La razón de esta sorprendente tranquilidad en el campo chavista, sin embargo, no es el apoyo que sin duda tiene en los mandos de la fuerza armada venezolana. Por supuesto, ese es un respaldo de gran poder disuasorio, pero si escarbamos en la basura quizá encontremos otra causa, mucho más convincente y penosa, que tiene que ver con el célebre soliloquio de Hamlet sobre el ser o no ser, pieza que me parece clave para intentar armar el gran rompecabezas nacional. En primerísimo lugar, porque esa duda convierte a quienes debían ser resueltos opositores al inadmisible proyecto chavista en todo lo contrario, sinuosos colaboradores de un régimen con el que se relacionan como si en efecto fuera democrático, sin duda heterodoxo, pero democrático a carta cabal. Y ello a cambio de unos pocos e insignificantes espacios en el aparato administrativo del Estado.

Esta utilitaria confusión le ha permitido al régimen superar los obstáculos que a lo largo de los años ha debido enfrentar. De manera muy especial este otoño, cuando ante las claras señales que nos inducen a sospechar que el régimen y sus presuntos adversarios, incluyendo en el paquete a quienes hasta hace poco exigían el pronto y no transable ni negociable cese de la usurpación del poder y la sustitución de la dictadura por un gobierno provisional encargado de realizar elecciones justas y transparentes, están próximos a llegar a un acuerdo de carácter electoral para invertir los términos de esa ecuación y terminar modificando algunos aspectos meramente formales del proceso político venezolano para “corregir” la usurpación sin que nada fundamental del régimen sufra percance alguno. Una vez más política y electoralmente aceptable, y con suficiente respaldo internacional, porque en definitiva volverá a cobrar peso la tesis de la conveniencia de entendernos hasta con el peor enemigo, porque la moderación es la regla de oro de la civilidad y del derecho de los otros. Aunque los acuerdos de Münich hayan demostrado precisamente lo contrario.

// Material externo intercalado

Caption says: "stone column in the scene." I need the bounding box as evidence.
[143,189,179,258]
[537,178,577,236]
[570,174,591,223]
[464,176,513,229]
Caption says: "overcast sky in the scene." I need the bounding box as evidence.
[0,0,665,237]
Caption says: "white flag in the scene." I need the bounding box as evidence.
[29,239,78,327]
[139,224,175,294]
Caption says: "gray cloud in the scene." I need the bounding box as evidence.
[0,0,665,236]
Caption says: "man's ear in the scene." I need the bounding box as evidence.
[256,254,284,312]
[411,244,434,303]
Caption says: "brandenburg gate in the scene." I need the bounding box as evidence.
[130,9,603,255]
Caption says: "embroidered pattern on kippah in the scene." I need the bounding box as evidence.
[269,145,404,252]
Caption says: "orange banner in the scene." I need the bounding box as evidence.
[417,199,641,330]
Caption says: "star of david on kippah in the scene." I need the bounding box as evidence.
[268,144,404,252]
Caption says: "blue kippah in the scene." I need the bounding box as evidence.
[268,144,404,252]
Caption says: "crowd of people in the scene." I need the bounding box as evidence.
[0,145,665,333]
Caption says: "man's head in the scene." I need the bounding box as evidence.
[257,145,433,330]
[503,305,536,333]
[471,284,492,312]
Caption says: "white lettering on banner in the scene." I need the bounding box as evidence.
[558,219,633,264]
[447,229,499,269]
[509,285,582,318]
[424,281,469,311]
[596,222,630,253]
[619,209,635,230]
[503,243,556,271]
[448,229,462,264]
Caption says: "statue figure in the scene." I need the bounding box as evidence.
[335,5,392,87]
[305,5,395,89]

En todo caso, este es el sabroso caramelito envenenado que hoy en día cocina Maduro con sus reincorporados diputados a una Asamblea Nacional presidida por Juan Guaidó, su declarado archienemigo desde el pasado mes de enero. Para ello cuenta, además, con apoyo irrestricto de Rusia, con el de los gobiernos democráticos y respetuosos de los derechos del otro, incluso con la compostura actual del hasta hace poco beligerante Grupo de Lima y hasta con la sutil ambigüedad que parece abrirse paso en la Casa Blanca, donde se ha concretado de repente la amenaza cierta de un juicio político que ponen en peligro inminente a la Presidencia de Trump y a su reelección en noviembre de 2020. Tiempos y circunstancias más que propicias para que la mesura como mecanismo ordenador del caos vuelva a hacer de las suyas en una Venezuela, que a pesar de su aparente normalización, cada día se aproxima más a su fin como nación.